Ghosts Live Inside Us And Sometimes They Win
by lydiagrace
Summary: One-Shot. Pansy returns to Hogwarts after the war, and she's wasting away.


Pansy walked down the halls of Hogwarts, slowly, deliberately. She knew where she had to go, she knew what she had to do. It was a funny thing, this world she lived in. It was all angles, sharp edges, waiting for her to slip and cut herself on one of them. It was a trap that she was trying so hard not to fall into, but the more she tried to avoid it, to gain control, the more she was bleeding, the more she was falling.

Pansy knew she had to do something Great. Or something Wonderful. Or Different. After the war had ended and she went back to Hogwarts, she knew she had to make up for what had happened. Show that she was really sorry. That was when she started her great Plan. Her Plan also involved her becoming something Great.

She couldn't wait to be exalted, exalted as the reformed-ex-wanna-be-death-eater that she was seen as now. This plan, her Plan, had consumed her like a wildfire, eating, burning, wanting everything in it's path. She destroyed homes, and lives in the path to get what she wanted.

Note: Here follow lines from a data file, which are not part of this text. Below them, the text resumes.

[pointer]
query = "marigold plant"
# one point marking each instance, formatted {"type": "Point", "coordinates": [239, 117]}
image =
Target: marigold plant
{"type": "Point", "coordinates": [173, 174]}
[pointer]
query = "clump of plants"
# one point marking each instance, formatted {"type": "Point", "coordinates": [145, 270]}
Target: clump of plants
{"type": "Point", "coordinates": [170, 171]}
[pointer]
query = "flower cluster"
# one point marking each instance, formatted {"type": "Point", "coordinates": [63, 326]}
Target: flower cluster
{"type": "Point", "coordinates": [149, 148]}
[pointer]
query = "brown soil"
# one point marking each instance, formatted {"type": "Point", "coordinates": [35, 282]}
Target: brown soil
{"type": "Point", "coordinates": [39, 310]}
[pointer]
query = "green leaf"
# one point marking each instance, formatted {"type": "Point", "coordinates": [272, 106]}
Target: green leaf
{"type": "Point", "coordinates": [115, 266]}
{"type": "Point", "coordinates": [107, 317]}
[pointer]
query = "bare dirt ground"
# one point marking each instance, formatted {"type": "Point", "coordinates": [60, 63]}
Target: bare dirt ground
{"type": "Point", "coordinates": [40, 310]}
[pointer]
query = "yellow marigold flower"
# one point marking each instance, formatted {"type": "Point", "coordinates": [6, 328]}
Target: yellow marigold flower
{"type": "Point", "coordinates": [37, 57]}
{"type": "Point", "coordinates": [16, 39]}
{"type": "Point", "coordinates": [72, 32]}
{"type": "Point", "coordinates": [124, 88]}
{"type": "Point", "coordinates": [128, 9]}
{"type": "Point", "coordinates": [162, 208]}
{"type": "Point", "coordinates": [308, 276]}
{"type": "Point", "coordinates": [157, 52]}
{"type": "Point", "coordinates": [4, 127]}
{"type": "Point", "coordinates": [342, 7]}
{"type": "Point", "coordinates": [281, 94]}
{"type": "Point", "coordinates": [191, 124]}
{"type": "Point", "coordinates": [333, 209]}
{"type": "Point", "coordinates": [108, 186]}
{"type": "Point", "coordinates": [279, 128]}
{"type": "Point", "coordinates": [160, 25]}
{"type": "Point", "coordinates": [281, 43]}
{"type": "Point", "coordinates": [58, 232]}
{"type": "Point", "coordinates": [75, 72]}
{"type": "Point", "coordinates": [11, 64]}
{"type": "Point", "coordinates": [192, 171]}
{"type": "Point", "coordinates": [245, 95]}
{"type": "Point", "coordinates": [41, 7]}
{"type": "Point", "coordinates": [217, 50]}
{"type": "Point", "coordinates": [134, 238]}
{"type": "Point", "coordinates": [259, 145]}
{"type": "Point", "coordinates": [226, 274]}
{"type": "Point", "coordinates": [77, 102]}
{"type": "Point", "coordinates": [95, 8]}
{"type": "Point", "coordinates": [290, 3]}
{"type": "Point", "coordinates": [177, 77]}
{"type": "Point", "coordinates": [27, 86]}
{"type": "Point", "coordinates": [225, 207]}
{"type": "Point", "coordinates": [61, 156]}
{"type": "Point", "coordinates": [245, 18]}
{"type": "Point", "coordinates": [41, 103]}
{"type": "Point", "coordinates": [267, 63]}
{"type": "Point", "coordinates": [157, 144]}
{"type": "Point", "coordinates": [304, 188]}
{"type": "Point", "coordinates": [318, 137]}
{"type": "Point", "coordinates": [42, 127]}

She had some illusion of what the world after would be, once she put this plan into affect. But now things weren't going according to the Plan, and they weren't going fast or smooth or nicely enough.

And now she was alone, without even success or the Plan to keep her company. So instead she started working on destroying one of the only things she had left; herself. Every morning she woke up, and put together her pieces. Put on her smile, practiced her Gryffindor sneer. Everyday she got up and went for a run around Hogwarts grounds. Round and round the lake, five miles.

Then she went to the library for research and work on her plan; skipped breakfast. Classes all day, then nap time for lunch because not eating all day and exercising and waking up early exhausted her. After her nap she would have a piece of celery, or a carrot, and go to her afternoon classes. She soon learned that without that carrot or celery she would pass out about two-thirds of the way through Defense Against the Dark Arts (which was bullshit anyway) or half way through her double Potions class.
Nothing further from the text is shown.